When researchers need to test a theory on human subjects, they must submit a detailed protocol of what is entailed, what the risks are and how these risks are minimized, to an ethics committee whose sole task is to ensure the research is done ethically when it involves people (a different committee is for animals); if the research is for a new medical product or treatment, this has to be approved as well by Health Canada (the Canadian equivalent of the US FDA). Therefore, there is no deception (no lying of what will be done and the risks), the risks are minimized, the research has some value for further use, and similar tests have been done before on people and have shown to be relatively safe. So the risks to you are pretty small.
As well, these research projects are interesting. These are not things you will hear about in a magazine; no, these are the forefront of research, projects that have not been published before, not even at conferences yet. So you are part of the advances of science. You and the researcher will share knowledge nobody else will for a while – as a scientist, it is a buzz better than any alcohol can bring.
Finally, you will make some money. To compensate you for your time and effort (driving there, using up a couple of hours of your time, etc.), you will receive (most likely) money, as a thank you. The amount has to be disclosed ahead of time, and if you choose to not complete the study, you still receive an amount proportional to the fraction of the study you have completed.
So is this the way to fund your studies? No – there just isn’t enough studies to do this full time (and you would not qualify for many of them – cancer drugs are tested on cancer patients who may benefit from them).
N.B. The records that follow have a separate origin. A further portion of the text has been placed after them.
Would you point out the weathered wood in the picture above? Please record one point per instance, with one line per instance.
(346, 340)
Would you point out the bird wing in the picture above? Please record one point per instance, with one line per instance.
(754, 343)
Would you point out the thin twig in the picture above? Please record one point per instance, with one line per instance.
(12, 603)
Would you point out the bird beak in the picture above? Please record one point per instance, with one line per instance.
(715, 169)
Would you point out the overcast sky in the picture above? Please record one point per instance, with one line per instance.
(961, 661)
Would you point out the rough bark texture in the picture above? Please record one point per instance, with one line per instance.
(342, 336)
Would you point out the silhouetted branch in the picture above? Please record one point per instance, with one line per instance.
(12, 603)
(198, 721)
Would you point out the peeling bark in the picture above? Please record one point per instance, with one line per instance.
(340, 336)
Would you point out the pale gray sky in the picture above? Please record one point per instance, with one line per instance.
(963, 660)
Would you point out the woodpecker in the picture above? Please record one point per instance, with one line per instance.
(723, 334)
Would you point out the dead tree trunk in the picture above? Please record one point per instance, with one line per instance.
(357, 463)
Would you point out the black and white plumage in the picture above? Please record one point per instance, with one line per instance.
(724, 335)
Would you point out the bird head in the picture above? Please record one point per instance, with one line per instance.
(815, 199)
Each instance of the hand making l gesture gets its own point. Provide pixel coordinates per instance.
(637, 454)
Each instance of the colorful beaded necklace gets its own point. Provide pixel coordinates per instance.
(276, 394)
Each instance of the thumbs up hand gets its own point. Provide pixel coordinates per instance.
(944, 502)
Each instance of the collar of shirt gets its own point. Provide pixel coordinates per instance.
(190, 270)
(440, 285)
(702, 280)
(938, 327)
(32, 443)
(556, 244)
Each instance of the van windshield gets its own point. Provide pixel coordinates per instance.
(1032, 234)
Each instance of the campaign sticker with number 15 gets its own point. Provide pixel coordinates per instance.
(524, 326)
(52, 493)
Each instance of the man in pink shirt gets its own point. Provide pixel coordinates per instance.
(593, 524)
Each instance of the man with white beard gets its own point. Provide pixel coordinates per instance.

However, it is a fun and educational way to learn a few bucks for a dinner out or a gourmet coffee. You sit with a psychology graduate student, answer a questionnaire and perform a few tests, and leave with $15 or even $20 in your pocket. The best part is, you’ll be able to schedule your appointment to when is best suitable for you (between two classes? on the weekend?); the researchers are happy to accommodate the subjects.
Now, you may ask, where do I find out about these great entertaining ways to spend time and make money? Try the campus newspaper and different departments that need subjects most often: physiology, biology, psychology, and sociology. These departments often have paper posters on bulletin boards in the main entrance to their buildings, or on the website of their department.
Now, go out and help research advance!